Il fascino della morale è old-school, a sostituirlo c’è un grande Sultano con i propri dettami dell’a-moralità, dal colore e calore oscuro, emerso da un retroscena profondo e affumicato di misteriosità incomprensibile. Un concetto così tanto insondabile da dover , forse , far emergere un dubbio sulla concreta esistenza di questa oscurità che ricorda tanto il vuoto; l’emerito nulla. Albert Bandura, psicologo naturalizzato statunitense, ci rivela quei “meccanismi di giustificazione” che adottiamo per creare delle fondamenta di ceramica a prova di moralità. È ormai risaputo, i principi sono un canone estetico che accostiamo meglio alla bruttezza che al fascino. Eppure, essi sono utili a condurre una vita sicura per sé stessi e il prossimo; alcuni li trasgrediscono, è umano farlo. La trasgressione è quel personal trainer seccante che ci urla contro, col tentativo di farci mandar a far fottere i nostri limiti: e spesso dovremmo proprio farlo .Ad ogni modo, questo gioco mal si addice alle norme della morale che possono portare a giustificare la follia dell’omicidio. Questo ritiro dalla morale è chiamato disimpegno morale.
Il Killer forse dialoga con la propria moralità…
“Quel suono lo riconobbi anche quello. Era il battito del cuore del vecchio. Ebbe virtù d’accrescere il mio furore, come il battere del tamburo porta all’esasperazione il coraggio del soldato.”
L’ossessione piange di desiderio e la mano controlla il suo soddisfacimento. Mi piacerebbe definire così il climax/collasso emotivo vissuto ne “Il cuore rivelatore” di Edgar Allan Poe. Assimiglia tanto al grido di un omicida che vede il letto come un uomo e l’orgasmo nel sangue che sgorga da un corpo ancora caldo di vita, da poco esaurita.
Poe ha afferrato con mano uno dei meccanismi che agisce sulla condotta del killer. Ce ne sono di diversi. La condotta immorale diventa più accettabile, quando l’omicidio è condotto al servizio di principi morali superiori ( Giustificazione morale); mascherare il proprio operato esecrabile, definendolo positivamente ( Etichettamento eufemistico); sminuire la propria malefetta con una peggiore, facendo sembrare più accettabile la propria rispetto all’altra ( Confronto vantaggioso).

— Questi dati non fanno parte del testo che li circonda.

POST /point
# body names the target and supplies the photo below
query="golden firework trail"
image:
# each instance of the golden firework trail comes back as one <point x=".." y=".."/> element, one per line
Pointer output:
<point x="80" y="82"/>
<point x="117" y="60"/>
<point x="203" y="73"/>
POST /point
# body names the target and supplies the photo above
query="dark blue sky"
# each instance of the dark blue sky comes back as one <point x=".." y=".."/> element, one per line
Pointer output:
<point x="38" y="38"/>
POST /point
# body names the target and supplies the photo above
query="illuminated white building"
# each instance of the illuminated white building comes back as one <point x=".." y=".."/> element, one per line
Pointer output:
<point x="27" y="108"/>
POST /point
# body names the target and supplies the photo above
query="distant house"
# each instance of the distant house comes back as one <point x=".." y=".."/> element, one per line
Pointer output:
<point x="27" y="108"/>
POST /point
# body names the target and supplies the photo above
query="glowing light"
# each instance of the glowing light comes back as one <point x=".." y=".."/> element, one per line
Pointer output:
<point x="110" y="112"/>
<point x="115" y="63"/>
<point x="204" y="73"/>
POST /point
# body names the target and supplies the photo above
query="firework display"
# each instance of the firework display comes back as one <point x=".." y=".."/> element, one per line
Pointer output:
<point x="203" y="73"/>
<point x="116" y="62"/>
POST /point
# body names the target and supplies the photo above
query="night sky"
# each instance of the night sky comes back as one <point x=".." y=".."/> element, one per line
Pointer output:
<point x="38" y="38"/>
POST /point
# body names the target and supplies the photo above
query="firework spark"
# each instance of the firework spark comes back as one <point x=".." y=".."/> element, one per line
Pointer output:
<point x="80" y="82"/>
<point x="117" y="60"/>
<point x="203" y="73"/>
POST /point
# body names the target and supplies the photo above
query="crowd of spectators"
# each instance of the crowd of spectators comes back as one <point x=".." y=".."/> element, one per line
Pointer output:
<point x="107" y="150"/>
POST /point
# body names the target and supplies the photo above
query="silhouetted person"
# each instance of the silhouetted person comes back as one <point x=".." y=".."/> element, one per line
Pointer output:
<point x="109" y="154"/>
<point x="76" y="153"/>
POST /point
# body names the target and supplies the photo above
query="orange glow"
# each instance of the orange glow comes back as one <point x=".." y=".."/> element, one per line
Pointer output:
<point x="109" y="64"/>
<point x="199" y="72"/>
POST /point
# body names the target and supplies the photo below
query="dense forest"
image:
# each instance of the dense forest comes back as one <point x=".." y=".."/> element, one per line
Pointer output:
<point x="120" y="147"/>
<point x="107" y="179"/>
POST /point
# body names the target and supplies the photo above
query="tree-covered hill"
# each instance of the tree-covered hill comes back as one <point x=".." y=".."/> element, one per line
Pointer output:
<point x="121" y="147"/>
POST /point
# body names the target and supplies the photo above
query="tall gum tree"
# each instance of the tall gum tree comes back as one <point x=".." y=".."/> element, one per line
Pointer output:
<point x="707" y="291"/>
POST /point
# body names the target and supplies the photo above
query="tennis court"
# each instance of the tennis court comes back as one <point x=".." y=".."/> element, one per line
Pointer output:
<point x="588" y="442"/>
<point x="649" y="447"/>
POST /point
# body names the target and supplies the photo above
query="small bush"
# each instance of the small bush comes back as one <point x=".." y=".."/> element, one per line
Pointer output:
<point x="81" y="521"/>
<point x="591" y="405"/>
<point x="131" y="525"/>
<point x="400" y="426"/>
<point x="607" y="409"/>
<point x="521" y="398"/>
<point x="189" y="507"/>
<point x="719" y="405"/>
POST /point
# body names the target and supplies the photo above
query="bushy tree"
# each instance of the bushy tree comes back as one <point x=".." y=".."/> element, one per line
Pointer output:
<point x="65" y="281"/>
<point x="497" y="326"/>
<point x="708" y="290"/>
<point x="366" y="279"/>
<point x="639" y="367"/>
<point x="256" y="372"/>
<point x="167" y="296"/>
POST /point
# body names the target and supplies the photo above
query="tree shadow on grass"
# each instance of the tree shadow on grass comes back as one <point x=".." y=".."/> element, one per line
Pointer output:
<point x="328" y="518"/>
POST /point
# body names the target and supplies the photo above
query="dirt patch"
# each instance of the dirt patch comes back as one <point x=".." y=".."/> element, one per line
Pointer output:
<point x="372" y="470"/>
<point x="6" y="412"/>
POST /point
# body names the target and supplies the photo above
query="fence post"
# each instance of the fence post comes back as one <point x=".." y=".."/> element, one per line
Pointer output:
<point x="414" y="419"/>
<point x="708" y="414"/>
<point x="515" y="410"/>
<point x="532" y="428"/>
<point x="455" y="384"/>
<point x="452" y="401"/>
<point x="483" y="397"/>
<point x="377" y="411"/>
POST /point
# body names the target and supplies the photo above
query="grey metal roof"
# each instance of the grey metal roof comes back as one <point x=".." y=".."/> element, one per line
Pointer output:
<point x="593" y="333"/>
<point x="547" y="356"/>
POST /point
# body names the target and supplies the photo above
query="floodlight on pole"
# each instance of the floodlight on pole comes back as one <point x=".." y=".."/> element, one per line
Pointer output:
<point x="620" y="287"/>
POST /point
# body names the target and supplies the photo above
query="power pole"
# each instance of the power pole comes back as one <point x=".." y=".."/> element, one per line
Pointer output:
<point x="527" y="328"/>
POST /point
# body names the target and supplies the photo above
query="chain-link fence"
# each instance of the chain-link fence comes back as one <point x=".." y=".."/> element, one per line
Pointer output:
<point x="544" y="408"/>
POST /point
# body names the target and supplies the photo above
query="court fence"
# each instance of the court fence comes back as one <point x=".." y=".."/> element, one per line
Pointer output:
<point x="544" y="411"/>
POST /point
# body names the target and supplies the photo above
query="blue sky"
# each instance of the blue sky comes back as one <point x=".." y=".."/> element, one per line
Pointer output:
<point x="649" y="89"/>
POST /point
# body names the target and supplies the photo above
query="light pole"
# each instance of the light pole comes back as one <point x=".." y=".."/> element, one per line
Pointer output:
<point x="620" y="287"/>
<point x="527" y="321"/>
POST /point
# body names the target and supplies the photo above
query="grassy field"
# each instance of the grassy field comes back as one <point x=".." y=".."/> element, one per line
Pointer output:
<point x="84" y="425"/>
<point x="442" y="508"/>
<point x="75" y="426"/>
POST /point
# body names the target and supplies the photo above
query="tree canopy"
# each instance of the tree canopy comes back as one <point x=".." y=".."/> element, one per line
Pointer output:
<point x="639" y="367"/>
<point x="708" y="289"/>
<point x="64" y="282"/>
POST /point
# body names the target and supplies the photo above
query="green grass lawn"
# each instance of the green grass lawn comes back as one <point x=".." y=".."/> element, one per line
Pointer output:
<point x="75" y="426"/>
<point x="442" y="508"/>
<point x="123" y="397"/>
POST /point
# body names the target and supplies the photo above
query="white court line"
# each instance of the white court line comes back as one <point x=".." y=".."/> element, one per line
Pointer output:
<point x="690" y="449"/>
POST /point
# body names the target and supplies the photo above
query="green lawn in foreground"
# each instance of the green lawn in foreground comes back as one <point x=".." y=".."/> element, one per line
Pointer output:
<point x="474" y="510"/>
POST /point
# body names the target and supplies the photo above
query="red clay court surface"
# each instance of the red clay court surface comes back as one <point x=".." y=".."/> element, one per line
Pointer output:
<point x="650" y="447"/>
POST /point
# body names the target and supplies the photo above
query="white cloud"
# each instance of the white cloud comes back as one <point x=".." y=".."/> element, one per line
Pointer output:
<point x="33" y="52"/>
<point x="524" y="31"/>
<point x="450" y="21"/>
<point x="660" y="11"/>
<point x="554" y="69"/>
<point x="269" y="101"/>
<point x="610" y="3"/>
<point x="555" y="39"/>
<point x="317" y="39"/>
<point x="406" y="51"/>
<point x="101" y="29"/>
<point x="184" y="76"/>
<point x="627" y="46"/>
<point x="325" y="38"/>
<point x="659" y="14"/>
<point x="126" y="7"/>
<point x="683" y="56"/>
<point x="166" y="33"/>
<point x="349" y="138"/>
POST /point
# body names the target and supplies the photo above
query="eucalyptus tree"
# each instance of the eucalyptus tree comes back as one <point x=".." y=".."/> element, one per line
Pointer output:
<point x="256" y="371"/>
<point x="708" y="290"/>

“Tutto è relativo” è il menefreghismo della nuova era
Gli eventi storici che hanno sguazzato più di altri nel sangue, non sono manifestazioni sataniche ma ideologie fortificate dal disimpegno morale. L’Olocausto di cui sono state vittime così tanti uomini e donne, si trattava di un tarlo, un germe dell’ossessione che ha trovato nel genocidio la propria realizzazione. Spesso, quando ci si trova davanti alle proprie convinzioni morali e si decide di tradirle, le conseguenze sono innanzitutto il disagio: un mix di rimorso , senso di colpa e disappunto. Poi, basta una scintilla di ateismo, principi di origine trascendentale o deresponsabilizzazione per completare la ricetta, e reinterpretare il proprio comportamento, non così male come si credeva. Non è necessaria l’intransigenza puritana dell’Inghilterra vittoriana ma nemmeno una società pervasa dal relativismo morale: una realtà dove si cammina in confini così vaghi, armati con coltello, da essere incapaci di comprendere sin dove la propria libertà non squarcia quella di un altro.